Car-Mart articulated these key highlights from the first quarter. All comparisons are on a year-over-year basis unless otherwise noted. They included:
—Revenues of $368.0 million, up 8.6%.
—Total retail unit sales increased 2.4%. Same store retail revenue growth was 8.2%.
—Sales volume productivity per store per month was 34.2 versus 33.6, an increase of 1.8%.
—Gross profit per car sold was $6,768 compared to $6,5241.
—Provision for credit losses as a percentage of sales was 30.9% compared to 25.9%. Net charge-offs as a percentage of average finance receivables for the quarter were 5.8% compared to 5.1%.
—Interest income was up 27.3% to $56.5 million, compared to $44.3 million.
—SG&A as a percentage of sales was relatively flat at 14.9% versus 14.7%. SG&A was up $3.2 million and up $0.7 million, sequentially. Excluding stock-based compensation, SG&A was down $0.6 million sequentially. SG&A per average customer was $449 versus $450.
—Interest expense was $14.3 million, compared to $7.3 million.
—Total debt to finance receivables was 49.3% up from 46.5% as of April 30, and total debt, net of cash, to finance receivables (non-GAAP), was 42.9% at the end of the first quarter, up from 41.5%2 as of April 30.
—Customer count increased 8.1% to 104,734 active customers. Customers served per dealership was 680, compared to 629.

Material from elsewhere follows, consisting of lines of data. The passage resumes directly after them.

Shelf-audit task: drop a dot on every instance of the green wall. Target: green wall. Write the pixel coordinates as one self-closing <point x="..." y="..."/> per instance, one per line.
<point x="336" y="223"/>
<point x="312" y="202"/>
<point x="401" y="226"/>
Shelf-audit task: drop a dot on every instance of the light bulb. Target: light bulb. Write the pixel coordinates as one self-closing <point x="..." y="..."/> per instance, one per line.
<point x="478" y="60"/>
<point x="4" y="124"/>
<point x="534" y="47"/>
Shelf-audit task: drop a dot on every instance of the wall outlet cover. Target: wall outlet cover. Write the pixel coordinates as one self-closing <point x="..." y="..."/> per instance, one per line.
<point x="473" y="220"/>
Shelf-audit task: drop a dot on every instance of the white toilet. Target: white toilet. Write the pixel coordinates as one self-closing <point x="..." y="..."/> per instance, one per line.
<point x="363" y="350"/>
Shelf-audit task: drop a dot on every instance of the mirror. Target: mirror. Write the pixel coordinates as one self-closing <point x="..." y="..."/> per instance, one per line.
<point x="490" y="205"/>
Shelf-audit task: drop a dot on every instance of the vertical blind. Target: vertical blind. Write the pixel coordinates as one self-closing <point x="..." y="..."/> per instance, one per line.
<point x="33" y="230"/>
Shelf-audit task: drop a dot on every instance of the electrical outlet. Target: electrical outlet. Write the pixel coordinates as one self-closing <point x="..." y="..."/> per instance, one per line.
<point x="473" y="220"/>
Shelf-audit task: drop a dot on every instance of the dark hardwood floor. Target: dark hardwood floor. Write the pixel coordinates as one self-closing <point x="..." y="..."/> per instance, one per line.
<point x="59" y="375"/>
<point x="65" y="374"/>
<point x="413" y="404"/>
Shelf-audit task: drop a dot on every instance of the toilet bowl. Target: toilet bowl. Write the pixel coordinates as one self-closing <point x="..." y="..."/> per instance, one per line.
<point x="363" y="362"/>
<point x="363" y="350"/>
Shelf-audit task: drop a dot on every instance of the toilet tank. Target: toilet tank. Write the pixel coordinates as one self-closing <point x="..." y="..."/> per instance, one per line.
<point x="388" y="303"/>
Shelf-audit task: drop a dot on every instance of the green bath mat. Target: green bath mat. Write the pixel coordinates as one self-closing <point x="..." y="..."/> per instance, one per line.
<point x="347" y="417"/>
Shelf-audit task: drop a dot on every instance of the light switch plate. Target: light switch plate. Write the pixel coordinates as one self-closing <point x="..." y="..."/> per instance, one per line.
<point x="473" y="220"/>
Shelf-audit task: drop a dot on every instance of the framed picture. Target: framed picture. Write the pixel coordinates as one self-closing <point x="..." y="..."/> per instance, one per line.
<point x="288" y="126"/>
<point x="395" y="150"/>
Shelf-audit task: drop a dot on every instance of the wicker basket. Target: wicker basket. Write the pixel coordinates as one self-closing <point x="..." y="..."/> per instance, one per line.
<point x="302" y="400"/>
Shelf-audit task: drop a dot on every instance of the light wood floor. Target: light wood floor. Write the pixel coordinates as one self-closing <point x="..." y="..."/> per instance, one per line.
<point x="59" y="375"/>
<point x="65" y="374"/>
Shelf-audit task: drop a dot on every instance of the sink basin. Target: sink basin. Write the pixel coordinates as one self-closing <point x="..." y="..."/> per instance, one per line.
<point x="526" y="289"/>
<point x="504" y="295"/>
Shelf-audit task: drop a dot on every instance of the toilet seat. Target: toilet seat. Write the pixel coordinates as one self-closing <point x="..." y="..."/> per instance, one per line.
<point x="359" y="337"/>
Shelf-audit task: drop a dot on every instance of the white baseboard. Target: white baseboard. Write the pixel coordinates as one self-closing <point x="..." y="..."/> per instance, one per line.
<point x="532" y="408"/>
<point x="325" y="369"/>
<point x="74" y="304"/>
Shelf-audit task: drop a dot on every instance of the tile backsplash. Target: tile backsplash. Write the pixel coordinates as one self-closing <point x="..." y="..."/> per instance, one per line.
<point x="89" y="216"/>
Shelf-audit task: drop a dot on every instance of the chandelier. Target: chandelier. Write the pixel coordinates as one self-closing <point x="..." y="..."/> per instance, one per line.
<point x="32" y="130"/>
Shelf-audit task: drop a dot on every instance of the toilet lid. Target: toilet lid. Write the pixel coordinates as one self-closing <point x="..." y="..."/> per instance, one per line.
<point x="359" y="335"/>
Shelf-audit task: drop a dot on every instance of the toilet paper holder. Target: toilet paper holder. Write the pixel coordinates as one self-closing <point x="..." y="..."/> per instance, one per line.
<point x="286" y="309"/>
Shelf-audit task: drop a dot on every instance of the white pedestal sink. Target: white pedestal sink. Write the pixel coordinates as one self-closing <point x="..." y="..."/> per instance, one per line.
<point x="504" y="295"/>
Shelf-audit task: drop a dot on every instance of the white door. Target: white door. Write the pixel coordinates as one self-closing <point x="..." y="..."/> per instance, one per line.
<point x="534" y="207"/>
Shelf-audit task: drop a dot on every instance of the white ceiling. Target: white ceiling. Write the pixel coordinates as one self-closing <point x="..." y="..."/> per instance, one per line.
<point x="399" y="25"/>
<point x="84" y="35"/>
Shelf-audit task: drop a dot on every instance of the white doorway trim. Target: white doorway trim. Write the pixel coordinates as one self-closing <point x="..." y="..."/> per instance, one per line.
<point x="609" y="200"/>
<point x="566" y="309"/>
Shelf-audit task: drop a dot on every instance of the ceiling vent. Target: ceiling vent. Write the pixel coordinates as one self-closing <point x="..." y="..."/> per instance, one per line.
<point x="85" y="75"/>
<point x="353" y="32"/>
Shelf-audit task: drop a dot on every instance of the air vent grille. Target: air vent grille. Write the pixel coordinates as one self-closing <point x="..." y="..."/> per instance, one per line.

—Diluted EPS was $0.63 versus $2.071.
“In the first quarter, improvements in many areas of the business — unit sales, gross margin, repair costs, diminishing wholesale losses, online credit application activity, working capital management and closing underperforming stores were overshadowed by the increase in the provision for loan losses during the period. The major drivers behind higher loan losses related to post-stimulus normalization of charge-offs, additional provisioning resulting from increased contract term, and a higher average interest rate for the portfolio. Said in a different way, we are experiencing the same credit results on the portfolio as we have historically, but the contract length has changed,” Williams said in another news release.
“We anticipate this dynamic will reverse in the future leading to a more normalized reserve provision. In effect, the current principal collected, as a percentage of finance receivables, has been lower, creating a higher allowance for losses rather than being reported in earnings and equity. We continue to increase our allowance for credit losses, providing $14.8 million more than charge-offs during the period,” he continued.
“Our loan origination system is now being utilized in all our stores for customer pre-approvals, improving our ability to maximize deal structures according to the risk each customer presents, and positioning us well for long-term success. While our competition is struggling with access to capital, we are not. Our healthy increase in sales volumes and scale, not to mention our on-going business investments, are giving us ever-increasing advantages in the marketplace,” Williams went on to say.